Scrooge is a 1913 British black and white silent film based on the 1843 novella A Christmas Carol by Charles Dickens. It stars Seymour Hicks as Ebenezer Scrooge. In the United States it was released in 1926 as Old Scrooge. It was directed by Leedham Bantock.
The film's cast included Seymour Hicks as Scrooge, William Lugg, Leedham Bantock, J. C. Buckstone, Dorothy Buckstone, Leonard Calvert, Osborne Adair, Adela Measor and Ellaline Terriss.[1] Hicks had played the role of Scrooge regularly onstage since 1901 before this, his first appearance in the role in film. He reprised the role of Scrooge again, in the 1935 film Scrooge.[2]
Scrooge was a Zenith Film Company production, by whom it was also distributed on its release date in September 1913.[1] Some scenes in the black and white 35mm film were colour toned.

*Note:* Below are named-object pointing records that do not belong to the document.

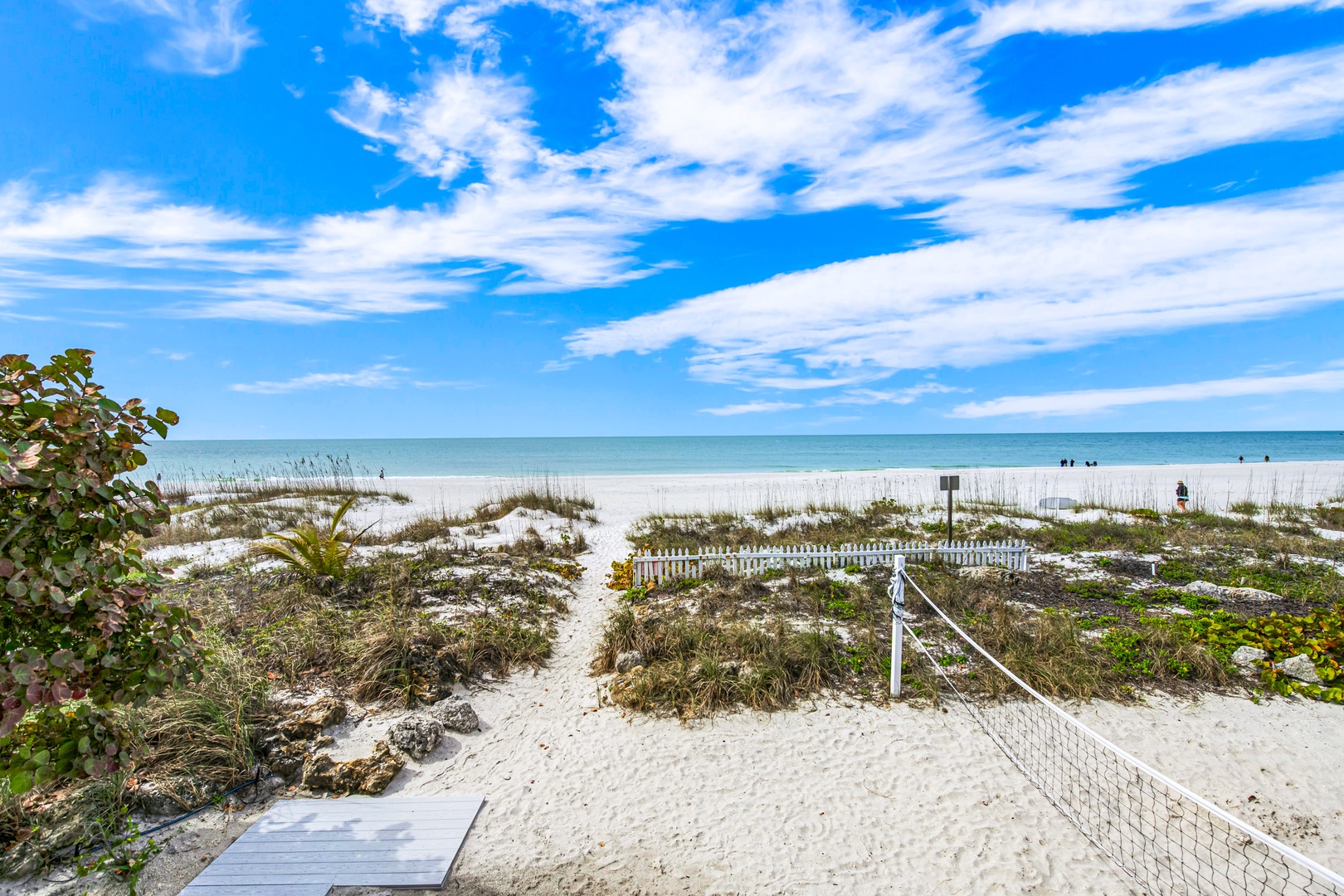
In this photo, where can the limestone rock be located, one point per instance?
(1300, 668)
(1252, 596)
(283, 757)
(309, 722)
(416, 735)
(455, 715)
(1248, 659)
(368, 776)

The opening credits are followed by a scene in which Charles Dickens is seen pacing his library seeking inspiration for a new story. It comes to him and he settles down to write A Christmas Carol. A short introductory synopsis describing miserly London businessman Ebenezer Scrooge leads into a shot of his nephew Fred Wyland giving money to poor children on Christmas Eve. Scrooge, upon leaving his office, is chased by poor children. At the office, Scrooge's clerk Bob Cratchit bids goodbye to his crippled son Tiny Tim and goes to work. A poor woman comes to the office to beg from Scrooge but he turns her away. Cratchit gives her money. At Middlemarks, the poor line up for food. When the food runs out, Middlemark goes to Scrooge for assistance but he is turned away. Scrooge gives Cratchit a second hand quill as a Christmas present and after Cratchit has gone, he settles down with his money to sleep. Scrooge is visited on Christmas Eve by the ghost of his dead business partner, Jacob Marley, who warns him that three more ghosts will appear during the night trying to show Scrooge the error of his ways. As the night wears on, Scrooge is visited by the Ghost of Christmas Past, the Ghost of Christmas Present and the Ghost of Christmas Yet to Come. Scrooge is shown in sequence his childhood sweetheart, Cratchit's Christmas, a vision of the death of Cratchit's crippled son Tim, and his own lonely tombstone. Scrooge wakes and realising the error of his ways, throws money from his window to the poor children and sends a boy for a large turkey for Cratchit and then goes to visit them for lunch.[3]